Future innovations rely on researchers doing basic science, Canada’s newest Nobel laureate told a near-capacity crowd during the President’s Lecture at the University of Waterloo.

Donna Strickland, a professor of physics at Waterloo, advocated for support of curiosity-driven research during a thought-provoking discussion with Kate Lunau, senior editor at Motherboard, VICE’s science and technology site. The fireside chat followed Strickland’s lecture.

“We can’t keep coming up with new applications if we don’t keep having a better understanding of the world around us,” said Strickland. “If we stop doing fundamental research, in 20 or 30 years we’ll run out of a bank of all of these ideas and it will be hard to move forward."

During Strickland’s lecture, she explained how she developed chirped pulse amplification (CPA), the research that won her a Nobel Prize in 2018. CPA enables the most intense laser pulses. Current applications include laser eye surgery and the machining of small, glass parts. But as Strickland indicated, she was trying to find out how high-intensity light affects matter.

“CPA came along not because we wanted to do new eye surgery. I was just trying to see can I get an atom to absorb nine photons or not,” she said. “It showed that actually the way we thought it would interact with matter was not how it interacted with matter and we had to rethink again how does light interact with matter. It was from that understanding that a whole lot of new things came along.”

When asked whether in Canada we are doing enough to support researchers conducting basic research, Strickland said the situation keeps changing. She referred to Canada’s Fundamental Science Review, also known as the Naylor report, a government-commissioned report from 2017 that examined funding for basic science in Canada. It calls for an increase in financial support for that research from federal sources.

“I think it did help convince the federal government that they were putting too much emphasis on industrially relevant research,” said Strickland. “A lot of that is short-term research and it’s not the long-term where you let us think about it for a few years and over the course of a PhD, flesh out an idea.” She added that the situation is improving somewhat, but that some other countries support it a lot more.

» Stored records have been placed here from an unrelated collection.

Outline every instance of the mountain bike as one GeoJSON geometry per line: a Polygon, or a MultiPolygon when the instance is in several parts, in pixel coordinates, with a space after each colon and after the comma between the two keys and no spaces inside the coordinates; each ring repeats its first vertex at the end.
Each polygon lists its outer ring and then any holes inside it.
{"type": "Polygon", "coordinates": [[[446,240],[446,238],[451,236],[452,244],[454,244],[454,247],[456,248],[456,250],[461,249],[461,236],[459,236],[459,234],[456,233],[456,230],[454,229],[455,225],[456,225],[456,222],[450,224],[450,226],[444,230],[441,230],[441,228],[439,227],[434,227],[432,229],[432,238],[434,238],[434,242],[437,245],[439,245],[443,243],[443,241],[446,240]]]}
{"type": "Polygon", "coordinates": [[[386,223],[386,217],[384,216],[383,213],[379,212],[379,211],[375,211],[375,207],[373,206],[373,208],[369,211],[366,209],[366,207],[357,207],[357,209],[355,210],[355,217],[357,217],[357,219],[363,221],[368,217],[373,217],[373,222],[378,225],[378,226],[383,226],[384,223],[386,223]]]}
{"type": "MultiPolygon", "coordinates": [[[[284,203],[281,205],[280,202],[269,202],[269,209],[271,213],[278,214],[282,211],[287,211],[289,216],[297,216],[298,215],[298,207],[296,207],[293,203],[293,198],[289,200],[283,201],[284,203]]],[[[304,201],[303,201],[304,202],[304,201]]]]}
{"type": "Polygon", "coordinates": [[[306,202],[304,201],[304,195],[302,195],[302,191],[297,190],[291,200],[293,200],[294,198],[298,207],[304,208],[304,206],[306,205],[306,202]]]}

As the professor said in her talk, Albert Einstein created the equations for the three processes that go on in a laser in 1917, but there wasn’t until 1960 that there was a working laser. There was an amazing amount of work from a lot of different people between those two developments over years, said Strickland. Without them, the laser wouldn’t exist, and neither would the resulting nonlinear effects in use in so many ways today.

In his opening remarks for the event, Feridun Hamdullahpur, Waterloo’s president and vice-chancellor, stressed the importance of fundamental research, using Strickland’s results to help make his point.

“The whole world is benefitting from her curiosity,” he said.

Scientists are currently working on accelerating particles with the strongest CPA lasers. These particles might one day help surgeons reach tumours deep in the brain. CPA might also rid the Earth’s orbit of space junk by knocking the debris to the atmosphere, where it will burn up.

More than 700 people watched the lecture in person and online.